Il a pourtant fallu organiser très vite la prise en charge des urgences, et trouver des solutions pour ne pas abandonner les patients. Dans les Bouches-du-Rhône, le Conseil départemental de l’Ordre des chirurgiens-dentistes a mis en place un dispositif de régulation pour parer au mieux à la situation : « La première des choses, explique son président, Jean-Luc Prado, c’est que nous avons demandé expressément aux praticiens de rester joignables 7 jours sur 7 pour répondre à leurs patients et, à chaque fois que c’est possible, traiter le problème à distance, en délivrant si besoin des ordonnances. S’appuyant sur une fiche de régulation très précise et efficace, ce premier diagnostic doit permettre d’estimer les cas pour lesquels un geste invasif est indispensable.«
Cas qui seront alors renvoyés sur le numéro d’urgences du Conseil de l’Ordre – le 0892 566 766, ouvert 7 jours sur 7 de 9 h à 13 h et de 14 h à 18 h -, chargé de ventiler les appels sur la dizaine de cabinets habilités à recevoir les patients en urgence, et donc dotés des Équipements de protection individuelle (EPI) indispensables : masques FFP2, blouses, visières ou lunettes de protection et surchaussures qui, comme pour tous les professionnels de santé, ne sont pas légion.
Dans ce contexte, certains centres de santé dentaire privés* sont intervenus auprès de l’Agence régionale de santé (ARS) pour être intégrés au dispositif de garde, et ont obtenu une autorisation du Conseil de l’Ordre et de l’ARS. Mais ce qui n’était pas prévu, c’est que ces structures indépendantes du fonctionnement ordinal, du fait de leur statut, diffusent leur propre communication.
C’est pourtant ce qu’a fait le centre dentaire de Bonneveine à Marseille – structure du groupe Doctocare, filiale de Doctegestio -, dans un communiqué de presse dont La Provence a publié un extrait dans son édition d’hier. Il y est conseillé aux patients d’appeler directement le numéro du centre aux horaires normalement dévolus au numéro de régulation, et de se reporter sur ce dernier en dehors de ces horaires, alors qu’il n’y aura donc personne pour leur répondre… Une communication mensongère qui, dans le climat de tension où se trouve la profession, a suscité la colère et l’incompréhension de Jean-Luc Prado. « Je parle ici en totale symbiose avec l’ARS et nous voulons insister sur un point : l’ensemble de la profession doit se conformer aux directives du Conseil de l’Ordre, c’est valable pour les libéraux comme pour les salariés des centres de santé, souligne-t-il. Il n’est pas question que ces centres jouent les électrons libres.«
Du côté de Doctocare, on affirme que « ce process a été validé par nos praticiens avec le Conseil de l’Ordre« . « Mais bien entendu, il est hors de question de poser problème au Conseil de l’Ordre qui nous a fait confiance, et nous allons rectifier notre communication« , rassure Carine Benarous, directrice des opérations dentaires chez Doctocare, glissant au passage qu’il pourrait s’agir là d’une forme de « défiance des libéraux à l’égard des centres de santé« .

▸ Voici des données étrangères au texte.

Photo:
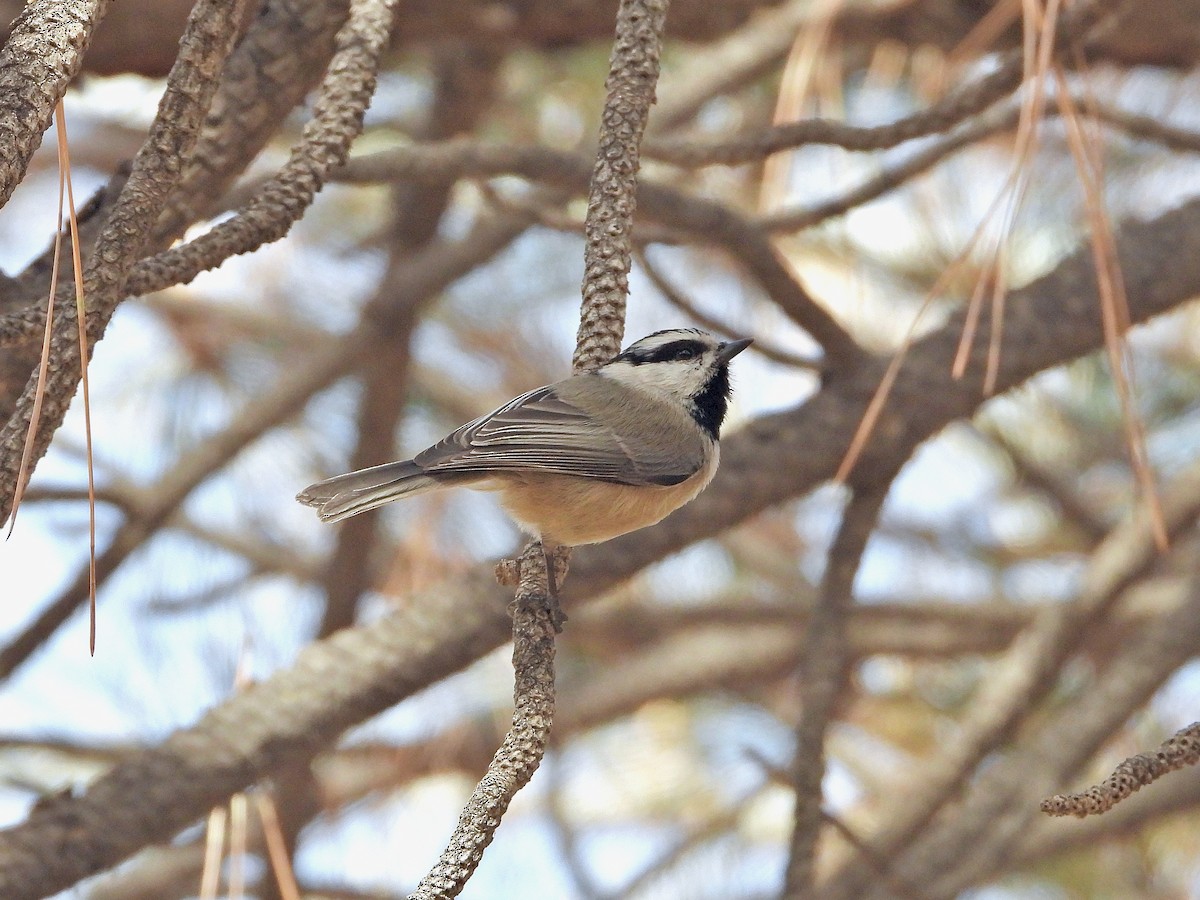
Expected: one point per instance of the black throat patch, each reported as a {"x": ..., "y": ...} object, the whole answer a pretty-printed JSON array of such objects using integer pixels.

Car cette crise dans la crise vient bien révéler les tensions qui existent à ce sujet au sein de la profession. Et Jean-Luc Prado ne s’en cache pas : « On peut s’interroger sur ces personnes privées qui ont investi autant d’argent dans des structures qui ont le statut d’association loi 1901, et n’ont donc, soi-disant, pas vocation à faire de bénéfices… Cela reste difficile à comprendre. De plus certains d’entre eux ont déjà montré un respect de la déontologie et de l’éthique à géométrie variable, au point de se retrouver devant les tribunaux. Dans la situation actuelle, ils doivent accepter les règles. Je reconnais que la première semaine, les praticiens libéraux n’ont pas été à la hauteur pour répondre aux appels. Certains chirurgiens-dentistes de garde ont dû faire face à plus de cent appels par jour au début, et j’ai découvert des praticiens libéraux très dévoués et investis. Aujourd’hui, le dispositif fonctionne.«
*Ces centres de santé dentaire, souvent low cost, gérés par des personnes privées via des associations à but non lucratif créées à cet effet, se sont multipliés depuis la loi dite Bachelot de 2009. Les chirurgiens-dentistes qui y travaillent sont salariés.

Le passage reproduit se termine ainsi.